Ligeti wiederum bringt auch Tabea Zimmermann, wenn sie dessen „Sonate für Viola solo“ präsentiert. Im gemeinsamen Konzert mit Violinistin Isabelle Faust und Cellist Jean-Guihen Queyras stellt Zimmermann Béla Bartóks „Sonate für Violine solo“ und Queyras Zoltán Kodálys „Sonate für Violoncello“ vor. Intensives Spiel, geprägt von Tiefgründigkeit, und feines Stilempfinden wird Isabelle Faust nachgesagt, die oft Begegnungen mit Kompositionen aus der Gegenwart und dem vergangenen Jahrhundert ermöglicht. Ihr ähnlich macht es Tabea Zimmermann, der das in Salzburg programmierte Werk von Ligeti überhaupt gewidmet wurde. Oftmals in ihrer Karriere hat sie es gespielt, immer wieder sei ihr Zugang ein wenig anders, wie sie sagt. Uraufführungen sind auch bei Jean-Guihen Queyras keine Seltenheit, er führte schon Werke von Michael Jarrell, Johannes Maria Staud, Thomas Larcher und Péter Eötvös zum ersten Mal überhaupt auf. Mit Isabelle Faust verbindet ihn eine langjährige musikalische Partnerschaft.

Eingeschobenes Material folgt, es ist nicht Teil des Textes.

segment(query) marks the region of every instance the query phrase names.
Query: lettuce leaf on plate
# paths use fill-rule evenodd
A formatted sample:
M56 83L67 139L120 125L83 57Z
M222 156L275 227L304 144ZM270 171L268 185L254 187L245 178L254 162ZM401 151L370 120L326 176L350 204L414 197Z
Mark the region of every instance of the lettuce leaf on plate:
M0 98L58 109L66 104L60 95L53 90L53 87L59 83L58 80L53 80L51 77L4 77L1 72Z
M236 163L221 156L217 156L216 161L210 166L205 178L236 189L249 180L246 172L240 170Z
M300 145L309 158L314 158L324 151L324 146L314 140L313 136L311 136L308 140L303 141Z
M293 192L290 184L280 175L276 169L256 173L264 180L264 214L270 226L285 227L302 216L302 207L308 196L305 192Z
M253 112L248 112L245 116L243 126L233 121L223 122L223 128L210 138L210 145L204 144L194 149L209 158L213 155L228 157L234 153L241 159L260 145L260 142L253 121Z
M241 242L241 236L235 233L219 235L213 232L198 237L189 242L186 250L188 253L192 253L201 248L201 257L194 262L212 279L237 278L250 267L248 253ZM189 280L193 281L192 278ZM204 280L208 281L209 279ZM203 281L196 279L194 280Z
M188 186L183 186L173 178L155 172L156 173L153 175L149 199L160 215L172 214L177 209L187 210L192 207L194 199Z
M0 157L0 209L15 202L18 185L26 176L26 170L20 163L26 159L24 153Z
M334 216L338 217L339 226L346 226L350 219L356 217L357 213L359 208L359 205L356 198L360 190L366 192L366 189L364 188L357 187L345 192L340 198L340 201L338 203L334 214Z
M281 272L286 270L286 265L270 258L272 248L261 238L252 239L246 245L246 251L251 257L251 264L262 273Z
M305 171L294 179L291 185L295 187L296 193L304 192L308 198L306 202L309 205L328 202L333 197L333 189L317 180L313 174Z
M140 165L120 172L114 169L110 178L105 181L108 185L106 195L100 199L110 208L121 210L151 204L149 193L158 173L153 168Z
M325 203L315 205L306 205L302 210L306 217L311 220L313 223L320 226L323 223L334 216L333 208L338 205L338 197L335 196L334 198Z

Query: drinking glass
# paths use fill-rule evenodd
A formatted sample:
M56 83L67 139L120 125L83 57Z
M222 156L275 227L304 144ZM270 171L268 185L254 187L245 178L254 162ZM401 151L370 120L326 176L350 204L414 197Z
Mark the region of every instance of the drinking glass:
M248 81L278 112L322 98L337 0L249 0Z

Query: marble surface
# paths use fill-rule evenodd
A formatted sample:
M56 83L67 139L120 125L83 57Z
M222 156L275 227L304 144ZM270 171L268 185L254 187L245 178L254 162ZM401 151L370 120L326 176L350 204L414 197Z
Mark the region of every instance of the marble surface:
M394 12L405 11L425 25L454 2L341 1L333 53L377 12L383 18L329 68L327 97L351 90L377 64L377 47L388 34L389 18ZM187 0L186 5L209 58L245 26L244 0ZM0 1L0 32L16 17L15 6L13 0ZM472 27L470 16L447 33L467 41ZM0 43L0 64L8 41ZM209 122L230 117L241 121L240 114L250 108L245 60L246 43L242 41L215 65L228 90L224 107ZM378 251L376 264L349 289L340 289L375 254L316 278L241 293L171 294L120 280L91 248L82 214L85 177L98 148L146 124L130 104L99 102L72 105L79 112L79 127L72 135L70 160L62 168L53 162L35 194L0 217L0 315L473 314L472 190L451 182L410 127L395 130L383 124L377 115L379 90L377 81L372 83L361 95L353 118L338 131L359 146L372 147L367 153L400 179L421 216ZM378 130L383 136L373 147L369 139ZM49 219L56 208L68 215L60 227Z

Kissin auch solo. Während er sich im gemeinsamen Konzert mit Renée Fleming vor allem der Begleitung verschreibt, gibt Evgeny Kissin im Rahmen der Festspiele auch ein Solokonzert, für das er Johann Sebastian Bachs „Chromatische Fantasie und Fuge d-Moll“ sowie Mozarts Klaviersonate D-Dur ausgewählt hat. Auch Frédéric Chopins „Polonaise fis-Moll“ und Sergej Rachmaninows „Flieder“, sowie dessen „Études-Tableaux“ und „Préludes a-Moll“ und jenes in Ges-Dur werden zu hören sein.
Eine interessante Kombination liefert Grigory Sokolov, der einige Werke von Henry Purcell mit Wolfgang Amadeus Mozarts „Sonate Nr. 13“ und dem „Adagio h-Moll“ gemeinsam angesetzt hat. Sokolov ist für seine poetischen Interpretationen, seine fundierte Kenntnis und Vorbereitung und seine Spontaneität bekannt, in einer Kritik konnte man lesen: „Sokolov verblüffte die Zuhörer mit einer Art des Klavierspiels, der musikalischen Kompetenz und des Künstlertums, die man für immer verloren glaubte.“

Für besonderes Gespür für Poesie und Klangfarben kennt man auch Arcadi Volodos, der sich heuer Franz Liszts „Ballade Nr. 2“, Werke von Alexander Skrjabin und Federico Mompous „Música callada“ ausgesucht hat. Letzterem, einem wiederentdeckten spanischen Komponisten, widmete er sich schon oft in Klavierabenden und auch in einer eigenen CD.
Zu den Pianisten, die allesamt zur Weltspitze zählen, kommt eine Pianistin, die sich ebenfalls bereits lange auf dem Gipfel der Branche hält: Mitsuko Uchida hat sich für ihren Aufritt in Salzburg den Pianisten Jonathan Biss als Partner für vierhändiges Spiel dazu geholt. Auf dem Programm stehen das Allegro „Lebensstürme“, der „Marsch in es-Moll“, das „Rondo in A-Dur“ und das „Divertissement à la hongroise“, allesamt von Franz Schubert.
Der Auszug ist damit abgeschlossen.